This repository contains two Persian text analysis projects: Sentence Tokenization and Sentiment Analysis.
This project tokenizes sentences in Persian texts. It splits the input text into individual sentences and labels them based on the given ratings.
- Sentence Tokenization: Splits the text into separate sentences.
- Sentiment Labeling: Labels sentences based on their rating as
positive,neutral, ornegative.
- Install Required Libraries
- It's suggested to use Python 3.6 or 3.7 for sentence tokenizing and Parsinorm project.
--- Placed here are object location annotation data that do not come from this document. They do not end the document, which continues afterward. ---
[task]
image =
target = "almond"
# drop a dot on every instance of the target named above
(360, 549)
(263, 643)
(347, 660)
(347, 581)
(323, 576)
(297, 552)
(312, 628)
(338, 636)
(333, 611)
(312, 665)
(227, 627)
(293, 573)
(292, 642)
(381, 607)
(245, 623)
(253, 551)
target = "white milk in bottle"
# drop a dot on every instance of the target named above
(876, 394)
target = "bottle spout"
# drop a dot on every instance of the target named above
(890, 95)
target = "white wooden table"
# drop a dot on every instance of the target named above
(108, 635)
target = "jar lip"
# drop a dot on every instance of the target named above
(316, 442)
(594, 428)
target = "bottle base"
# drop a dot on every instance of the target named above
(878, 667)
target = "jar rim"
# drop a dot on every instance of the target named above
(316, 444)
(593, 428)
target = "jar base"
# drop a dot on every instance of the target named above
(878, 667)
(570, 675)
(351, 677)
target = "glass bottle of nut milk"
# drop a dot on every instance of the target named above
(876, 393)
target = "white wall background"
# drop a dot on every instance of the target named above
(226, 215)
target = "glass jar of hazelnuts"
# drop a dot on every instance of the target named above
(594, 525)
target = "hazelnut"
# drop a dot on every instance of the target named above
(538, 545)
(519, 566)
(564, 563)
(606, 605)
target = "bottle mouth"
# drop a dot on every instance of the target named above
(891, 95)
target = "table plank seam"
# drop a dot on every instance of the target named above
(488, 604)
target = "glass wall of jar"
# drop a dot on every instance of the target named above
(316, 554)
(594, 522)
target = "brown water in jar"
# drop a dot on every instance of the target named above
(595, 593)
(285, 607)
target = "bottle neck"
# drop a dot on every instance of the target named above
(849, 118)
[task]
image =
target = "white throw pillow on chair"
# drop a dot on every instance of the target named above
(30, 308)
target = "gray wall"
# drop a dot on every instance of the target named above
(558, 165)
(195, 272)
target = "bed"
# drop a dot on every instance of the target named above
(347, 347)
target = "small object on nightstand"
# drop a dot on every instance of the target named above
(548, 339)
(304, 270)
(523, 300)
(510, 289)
- It's suggested to run the tokenizing project in a conda environment.
- Please visit the link and add any necessary files to the Anaconda directories.
- It's recommended to use Python 3.11 for running sentiment analysis.
Execute the script using Python. The script will prompt you for the following inputs:
- File Path: Path to the input CSV file.
- Text Column Index: Index of the column containing text data (e.g., 0 for the first column).
- Rating Column Index: Index of the column containing rating data (e.g., 1 for the second column).
- Output File Name: Name of the output CSV file where the tokenized data will be saved (e.g.,
tokenized_output.csv).
The script will read the CSV file, tokenize sentences, and save the results to the specified output file.
This project performs sentiment analysis on Persian sentences using the pre-trained "roberta-sentiment-persian" model. It classifies sentences into one of three categories: negative, positive, or neutral.
- Sentiment Analysis: Classifies sentences into
negative,positive, orneutral. - Pre-trained Model: Uses the "roberta-sentiment-persian" model for sentiment classification.
-
Install Required Libraries
Install the necessary libraries using the following command:
pip install transformers torch pandas
Execute the script using Python. The script will prompt you for the following inputs:
- File Path: Path to the input CSV file.
- Text Column Index: Index of the column containing text data (e.g., 0 for the first column).
- Output File Name: Name of the output CSV file where the sentiment labels will be saved (e.g.,
sentiment_output.csv).
The script will load the model, analyze the sentiment of each sentence, and save the results to the specified output file.